High TGs with risk of pancreatitis if TGs > 1000 mg/dL

Eruptive xanthomas -> similar reasoning as hyperchylomicronemia

Question 24

What is secondary lipoproteinemia and how can diabetes cause it?

Answer 24

Lipoproteinemia due to a secondary underlying disorder

Uncontrolled DM: insulin deficiency will decrease LPL activity and thus decreases VLDL clearance. Peripheral lipolysis also increases LDL synthesis.

Question 25

How does hypothyroidism caause secondary lipoproteinemia?

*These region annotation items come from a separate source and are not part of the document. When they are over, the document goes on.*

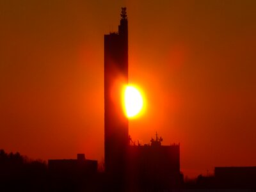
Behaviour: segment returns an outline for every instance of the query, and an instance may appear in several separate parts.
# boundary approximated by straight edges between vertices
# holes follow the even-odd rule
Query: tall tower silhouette
[[[128,147],[128,119],[123,109],[124,86],[128,83],[128,21],[122,8],[118,33],[104,35],[105,170],[124,174]]]

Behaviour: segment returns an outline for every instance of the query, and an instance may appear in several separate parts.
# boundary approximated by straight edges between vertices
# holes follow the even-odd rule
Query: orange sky
[[[129,132],[180,143],[185,175],[256,165],[256,1],[0,1],[0,148],[104,157],[104,35],[127,7]]]

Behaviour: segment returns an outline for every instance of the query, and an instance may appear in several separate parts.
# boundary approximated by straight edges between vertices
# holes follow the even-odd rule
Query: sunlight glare
[[[124,104],[128,118],[135,116],[142,109],[143,100],[140,91],[132,86],[127,86],[124,93]]]

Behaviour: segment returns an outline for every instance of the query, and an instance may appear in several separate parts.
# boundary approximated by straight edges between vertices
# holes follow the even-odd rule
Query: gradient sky
[[[104,157],[104,35],[129,20],[134,139],[180,143],[185,175],[256,165],[256,1],[1,1],[0,148]]]

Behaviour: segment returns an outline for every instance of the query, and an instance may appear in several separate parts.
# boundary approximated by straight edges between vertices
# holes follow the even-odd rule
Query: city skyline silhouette
[[[103,161],[102,35],[127,4],[129,78],[148,103],[132,139],[180,143],[191,178],[255,166],[255,3],[1,3],[0,148]]]

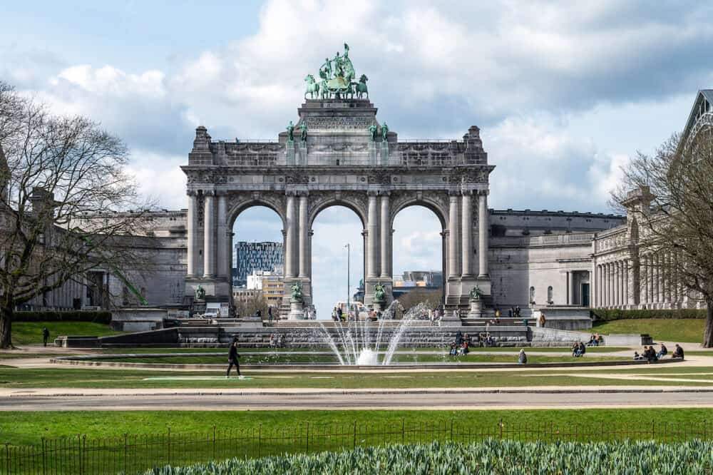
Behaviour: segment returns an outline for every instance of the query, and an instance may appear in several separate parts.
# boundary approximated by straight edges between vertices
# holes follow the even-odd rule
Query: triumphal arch
[[[479,129],[471,127],[462,140],[399,141],[377,119],[368,78],[357,79],[346,44],[319,76],[305,78],[298,118],[277,141],[214,141],[205,127],[196,129],[188,165],[182,167],[189,197],[186,295],[200,285],[207,300],[230,301],[232,223],[242,210],[263,205],[283,223],[283,309],[297,282],[309,305],[312,223],[322,210],[339,205],[364,225],[364,303],[374,302],[377,285],[388,303],[394,218],[420,205],[443,227],[446,307],[465,310],[476,285],[488,295],[488,175],[494,166]]]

Why is this clinically relevant?

Answer 25

1. Low BMR slows LPL activity
2. LDL levels increased due to lack of T4 stimulation of SREBP2

Relevant because hyperlipidemia repsonds very well to T4 replacement therapy -> should be screening for hypothyroidism especially in young females with dyslipidemia

Question 26

How do estrogen and alcohol affect lipoproteins?

Answer 26

Estrogen -> Decrease LDL and Increase HDL, but somehow increase CV risk

Alcohol -> increases fatty (TG synthesis) in excess -> increases VLDL. In moderation, may increase HDL.

Question 27

How does nephrotic syndrome affect lipids?

Answer 27

Increased VLDL and LDL via liver hypersecretion due to proteinuria

Question 28

What drugs cause secondary lipoproteinemias?

Answer 28

1. Protease inhibitors - i.e. ritonavir
2. Glucocorticoids -> destroy LPL function and LDL clearance
3. Androgens -> decrease HDL and increase LDL
4. Thiazides -> hypertriglyceridemia
5. Beta blockers -> increased LDL + TGs, decreased HDL. Beta with selective B1 blockers.

Question 29

What is the recommendation for hyperlipidemia screening?

Answer 29

Complete fasting lipid profile in ll adults over age 20, repeated every 5 years.

Start earlier if family history of dyslipidemia / CHD.